Warwick Junction was until recently one of the most dangerous places in Durban, South Africa. A former policeman, tired of arresting people over and over again just to see them breaking the law again the next day, joined an architect and decided to start an NGO to tackle the problem from a different angle.
The place was on the edge of the formal (white) city, a transportation hub where vans from the countryside arrived as they brought people to work. If you can move people, you can also move goods, so consequently a market appeared. The “informal” world took an unfinished, abandoned elevated highway loop and used it as a “covered” open-air food market underneath with a pedestrian traditional medicine market on top. Actually, there were nine different markets—including from music to bovine heads, from traditional jewelry to herbs—in the same spot. Despite the exuberance, economic vitality, and cultural power of the place, it was unsafe.
The NGO Asiye eTafuleni therefore decided to physically intervene on what was a casual leftover by closing the gaps and breaches of the unfinished infrastructure, adding stairs and pedestrian bridges to create passages where connections had formerly been interrupted. The connectivity allowed for the creation of circuits and the development of a network that dissolved the “dead end” quality of the original structure. It also meant that the traffic beneath the structure could be reorganized, thus enabling for the coexistence at different levels of pedestrians and motorized vehicles of different scales.

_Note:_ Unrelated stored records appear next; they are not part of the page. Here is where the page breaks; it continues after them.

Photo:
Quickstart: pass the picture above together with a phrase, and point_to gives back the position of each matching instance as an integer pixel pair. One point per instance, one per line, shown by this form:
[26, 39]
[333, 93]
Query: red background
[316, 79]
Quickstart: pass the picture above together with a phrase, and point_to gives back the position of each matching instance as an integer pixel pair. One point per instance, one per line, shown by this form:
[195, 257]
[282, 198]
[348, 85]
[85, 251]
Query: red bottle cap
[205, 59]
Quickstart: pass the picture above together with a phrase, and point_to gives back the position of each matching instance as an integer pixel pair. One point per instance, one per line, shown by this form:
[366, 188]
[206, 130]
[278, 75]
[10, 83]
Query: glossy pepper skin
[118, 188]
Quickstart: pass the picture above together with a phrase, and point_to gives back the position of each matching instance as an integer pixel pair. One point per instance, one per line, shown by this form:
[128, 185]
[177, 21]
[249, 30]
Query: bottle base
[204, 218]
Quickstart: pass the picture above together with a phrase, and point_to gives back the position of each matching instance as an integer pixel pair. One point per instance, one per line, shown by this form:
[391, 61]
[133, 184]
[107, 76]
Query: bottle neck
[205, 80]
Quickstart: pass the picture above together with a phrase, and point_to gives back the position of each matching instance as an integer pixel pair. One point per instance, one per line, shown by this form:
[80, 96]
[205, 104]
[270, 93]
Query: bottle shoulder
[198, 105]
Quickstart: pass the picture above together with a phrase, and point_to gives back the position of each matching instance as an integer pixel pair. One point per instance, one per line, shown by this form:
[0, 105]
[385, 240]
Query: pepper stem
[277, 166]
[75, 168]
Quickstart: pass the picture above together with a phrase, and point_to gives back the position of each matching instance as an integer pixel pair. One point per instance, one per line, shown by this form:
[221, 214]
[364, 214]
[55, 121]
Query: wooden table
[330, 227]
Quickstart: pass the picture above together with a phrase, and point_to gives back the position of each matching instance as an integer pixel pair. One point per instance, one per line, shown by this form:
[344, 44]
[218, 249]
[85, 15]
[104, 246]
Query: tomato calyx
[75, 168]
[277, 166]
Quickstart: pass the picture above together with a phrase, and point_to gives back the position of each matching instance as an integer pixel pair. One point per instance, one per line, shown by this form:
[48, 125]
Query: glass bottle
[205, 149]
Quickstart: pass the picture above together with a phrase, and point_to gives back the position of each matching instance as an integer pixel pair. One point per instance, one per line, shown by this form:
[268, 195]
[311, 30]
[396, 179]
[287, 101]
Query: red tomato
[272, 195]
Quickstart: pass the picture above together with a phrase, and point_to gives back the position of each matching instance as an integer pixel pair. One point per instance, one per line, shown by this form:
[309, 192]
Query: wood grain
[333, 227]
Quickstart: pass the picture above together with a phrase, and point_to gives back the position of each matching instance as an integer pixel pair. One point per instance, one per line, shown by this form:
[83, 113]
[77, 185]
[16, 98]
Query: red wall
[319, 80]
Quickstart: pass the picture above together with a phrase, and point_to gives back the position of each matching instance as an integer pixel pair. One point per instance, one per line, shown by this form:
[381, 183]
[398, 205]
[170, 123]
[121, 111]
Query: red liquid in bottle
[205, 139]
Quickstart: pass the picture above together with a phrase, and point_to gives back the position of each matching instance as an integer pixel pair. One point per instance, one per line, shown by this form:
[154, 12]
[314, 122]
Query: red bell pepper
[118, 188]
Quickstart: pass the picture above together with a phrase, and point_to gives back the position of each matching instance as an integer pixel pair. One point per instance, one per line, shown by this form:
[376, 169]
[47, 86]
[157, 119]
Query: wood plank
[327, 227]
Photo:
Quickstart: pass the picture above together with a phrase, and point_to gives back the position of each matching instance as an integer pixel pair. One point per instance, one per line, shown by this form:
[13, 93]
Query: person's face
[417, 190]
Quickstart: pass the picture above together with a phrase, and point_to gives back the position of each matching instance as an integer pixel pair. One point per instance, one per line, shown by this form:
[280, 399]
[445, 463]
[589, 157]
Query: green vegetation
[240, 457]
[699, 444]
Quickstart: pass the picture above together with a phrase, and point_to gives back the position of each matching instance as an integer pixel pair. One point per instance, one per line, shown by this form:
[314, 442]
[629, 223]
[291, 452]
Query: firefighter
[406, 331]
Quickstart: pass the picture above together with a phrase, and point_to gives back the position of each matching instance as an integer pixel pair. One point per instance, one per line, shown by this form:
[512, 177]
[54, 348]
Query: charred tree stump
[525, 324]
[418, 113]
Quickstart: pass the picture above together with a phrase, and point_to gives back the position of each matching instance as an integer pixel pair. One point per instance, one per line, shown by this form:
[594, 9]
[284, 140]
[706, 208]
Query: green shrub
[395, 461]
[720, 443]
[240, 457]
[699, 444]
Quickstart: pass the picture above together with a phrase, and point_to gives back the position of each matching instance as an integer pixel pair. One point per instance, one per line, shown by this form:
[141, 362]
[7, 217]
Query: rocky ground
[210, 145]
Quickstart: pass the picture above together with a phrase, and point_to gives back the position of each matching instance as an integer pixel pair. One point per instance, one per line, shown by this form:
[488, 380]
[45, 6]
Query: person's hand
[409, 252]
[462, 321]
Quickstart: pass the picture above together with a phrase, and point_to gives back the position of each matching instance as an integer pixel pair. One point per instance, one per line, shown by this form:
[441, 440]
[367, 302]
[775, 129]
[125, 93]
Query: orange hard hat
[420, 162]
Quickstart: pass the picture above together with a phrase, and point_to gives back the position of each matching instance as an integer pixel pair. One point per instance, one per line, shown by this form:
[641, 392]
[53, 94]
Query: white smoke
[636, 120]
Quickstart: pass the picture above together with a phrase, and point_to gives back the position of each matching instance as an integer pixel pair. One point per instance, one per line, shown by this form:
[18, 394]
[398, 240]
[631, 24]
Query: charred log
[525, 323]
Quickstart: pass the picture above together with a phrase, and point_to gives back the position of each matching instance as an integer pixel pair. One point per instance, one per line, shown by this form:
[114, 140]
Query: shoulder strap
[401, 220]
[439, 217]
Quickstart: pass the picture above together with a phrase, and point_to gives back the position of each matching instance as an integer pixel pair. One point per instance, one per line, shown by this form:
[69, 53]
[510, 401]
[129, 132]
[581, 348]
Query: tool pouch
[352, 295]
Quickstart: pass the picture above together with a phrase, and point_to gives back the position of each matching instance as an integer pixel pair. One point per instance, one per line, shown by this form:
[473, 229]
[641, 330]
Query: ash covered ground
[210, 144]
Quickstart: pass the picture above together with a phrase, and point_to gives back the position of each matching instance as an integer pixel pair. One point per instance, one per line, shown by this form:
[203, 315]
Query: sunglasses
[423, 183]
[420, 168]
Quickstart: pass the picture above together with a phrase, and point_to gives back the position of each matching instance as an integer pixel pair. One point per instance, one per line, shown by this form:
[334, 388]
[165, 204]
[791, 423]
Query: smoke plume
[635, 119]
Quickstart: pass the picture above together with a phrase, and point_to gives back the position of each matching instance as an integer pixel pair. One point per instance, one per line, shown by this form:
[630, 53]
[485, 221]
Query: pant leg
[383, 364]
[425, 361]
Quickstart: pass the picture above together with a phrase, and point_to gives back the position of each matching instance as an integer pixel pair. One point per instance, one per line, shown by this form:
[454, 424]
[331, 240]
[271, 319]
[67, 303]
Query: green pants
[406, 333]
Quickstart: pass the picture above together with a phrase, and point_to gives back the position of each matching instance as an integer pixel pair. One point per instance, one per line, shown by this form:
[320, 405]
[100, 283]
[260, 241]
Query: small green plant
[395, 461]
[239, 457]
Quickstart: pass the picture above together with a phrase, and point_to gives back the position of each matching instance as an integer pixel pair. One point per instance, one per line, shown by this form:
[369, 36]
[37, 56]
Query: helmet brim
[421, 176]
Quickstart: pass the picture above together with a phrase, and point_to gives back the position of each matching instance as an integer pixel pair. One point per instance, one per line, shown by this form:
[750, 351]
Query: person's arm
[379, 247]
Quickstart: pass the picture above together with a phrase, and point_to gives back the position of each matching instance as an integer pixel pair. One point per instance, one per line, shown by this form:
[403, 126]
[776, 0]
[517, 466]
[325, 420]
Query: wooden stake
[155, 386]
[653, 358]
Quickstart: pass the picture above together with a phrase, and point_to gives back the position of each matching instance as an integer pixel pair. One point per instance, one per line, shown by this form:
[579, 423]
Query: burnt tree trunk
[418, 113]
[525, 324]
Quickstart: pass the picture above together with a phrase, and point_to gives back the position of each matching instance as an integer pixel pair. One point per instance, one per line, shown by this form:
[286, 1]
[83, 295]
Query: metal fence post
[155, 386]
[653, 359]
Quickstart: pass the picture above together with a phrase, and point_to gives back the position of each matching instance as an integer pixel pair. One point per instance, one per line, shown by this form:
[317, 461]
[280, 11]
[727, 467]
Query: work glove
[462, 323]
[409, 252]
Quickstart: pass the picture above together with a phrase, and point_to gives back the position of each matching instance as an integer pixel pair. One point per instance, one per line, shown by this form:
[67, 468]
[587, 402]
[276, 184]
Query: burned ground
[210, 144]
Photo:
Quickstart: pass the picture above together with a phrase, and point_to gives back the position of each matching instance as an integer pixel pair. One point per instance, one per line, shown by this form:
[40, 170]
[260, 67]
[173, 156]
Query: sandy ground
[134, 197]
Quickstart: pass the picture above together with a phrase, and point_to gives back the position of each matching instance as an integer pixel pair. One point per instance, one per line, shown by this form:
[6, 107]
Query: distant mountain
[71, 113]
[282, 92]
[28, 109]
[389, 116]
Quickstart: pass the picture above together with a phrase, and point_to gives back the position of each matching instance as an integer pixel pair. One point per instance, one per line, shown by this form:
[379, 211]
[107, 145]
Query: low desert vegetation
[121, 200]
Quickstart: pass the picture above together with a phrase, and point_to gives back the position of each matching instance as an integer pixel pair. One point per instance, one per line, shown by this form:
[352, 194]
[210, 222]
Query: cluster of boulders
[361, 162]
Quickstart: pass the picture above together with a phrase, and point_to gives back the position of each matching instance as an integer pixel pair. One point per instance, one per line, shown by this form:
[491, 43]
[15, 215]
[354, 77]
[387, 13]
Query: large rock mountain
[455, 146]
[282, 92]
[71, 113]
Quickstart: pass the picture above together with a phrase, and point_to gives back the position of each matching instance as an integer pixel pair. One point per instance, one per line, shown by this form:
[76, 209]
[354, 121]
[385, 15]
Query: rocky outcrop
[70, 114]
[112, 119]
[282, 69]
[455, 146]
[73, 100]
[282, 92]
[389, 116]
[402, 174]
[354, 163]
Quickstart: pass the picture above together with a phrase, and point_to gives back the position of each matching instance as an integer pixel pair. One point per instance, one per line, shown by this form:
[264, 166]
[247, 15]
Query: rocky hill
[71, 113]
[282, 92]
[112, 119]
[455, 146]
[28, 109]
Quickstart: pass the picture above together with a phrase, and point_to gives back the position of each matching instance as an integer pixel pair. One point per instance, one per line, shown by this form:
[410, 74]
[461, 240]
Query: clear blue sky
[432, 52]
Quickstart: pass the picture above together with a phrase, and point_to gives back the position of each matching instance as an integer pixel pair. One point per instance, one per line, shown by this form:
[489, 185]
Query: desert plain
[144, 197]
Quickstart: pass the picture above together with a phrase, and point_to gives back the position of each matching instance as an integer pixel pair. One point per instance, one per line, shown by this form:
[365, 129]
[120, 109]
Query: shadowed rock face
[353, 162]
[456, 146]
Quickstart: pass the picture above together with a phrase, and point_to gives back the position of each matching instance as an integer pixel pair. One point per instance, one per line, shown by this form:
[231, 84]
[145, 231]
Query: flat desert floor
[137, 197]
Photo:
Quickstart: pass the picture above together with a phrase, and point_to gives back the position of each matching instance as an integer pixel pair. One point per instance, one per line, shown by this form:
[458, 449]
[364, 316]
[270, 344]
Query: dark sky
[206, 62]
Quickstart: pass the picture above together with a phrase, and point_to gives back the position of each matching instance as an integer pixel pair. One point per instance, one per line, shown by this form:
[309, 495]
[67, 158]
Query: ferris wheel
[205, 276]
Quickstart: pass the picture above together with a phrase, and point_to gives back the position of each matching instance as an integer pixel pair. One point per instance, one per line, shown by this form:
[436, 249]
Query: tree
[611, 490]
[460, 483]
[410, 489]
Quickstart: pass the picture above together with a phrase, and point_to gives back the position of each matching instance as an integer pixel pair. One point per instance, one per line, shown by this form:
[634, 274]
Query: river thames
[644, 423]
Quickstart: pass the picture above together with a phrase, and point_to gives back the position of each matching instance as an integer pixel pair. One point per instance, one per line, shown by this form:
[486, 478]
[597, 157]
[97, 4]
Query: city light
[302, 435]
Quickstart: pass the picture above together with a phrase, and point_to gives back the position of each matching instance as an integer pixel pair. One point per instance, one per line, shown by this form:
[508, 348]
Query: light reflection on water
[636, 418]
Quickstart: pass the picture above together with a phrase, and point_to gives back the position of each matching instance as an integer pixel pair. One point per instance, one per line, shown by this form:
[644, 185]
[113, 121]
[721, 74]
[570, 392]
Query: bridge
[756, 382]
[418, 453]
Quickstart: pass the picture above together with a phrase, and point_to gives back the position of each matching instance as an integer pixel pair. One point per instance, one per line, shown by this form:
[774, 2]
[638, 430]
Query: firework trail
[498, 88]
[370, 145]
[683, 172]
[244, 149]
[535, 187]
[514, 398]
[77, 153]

Investment in cities normally follows a sectorial approach. In the case of Warwick Junction, for example, it is not obvious at all which ministry ought to have funded the redevelopment of the area. This “in between” condition—that is, in between the white and the black city, the formal and the informal, the traditional and the global, infrastructure and public space—or, more precisely, the dissolution of the sectorial approach to city design is the most powerful lesson we can learn from Warwick Junction. For the new urban world, each urban element will have to be more than one thing at a time: an elevated street may be a portico below, an infrastructure may have to serve as public space and commercial support. Today, to visit the Market is a very powerful experience: we can feel the magic, mystery, and even darkness (at least for a latin) of traditional medicine; the energy, volume, and hypnotic magnetism of traditional music; the richness, diversity, and chaos of market life. And the place can also be used as a bridge— literally and metaphorically—between the Western and the local world. This tells us that by connecting instead of isolating, facing instead of hiding, and channeling instead of repressing, violence and insecurity have been erased. This is why cities that negotiate their controversies can work as dismantling devices against ticking social time bombs.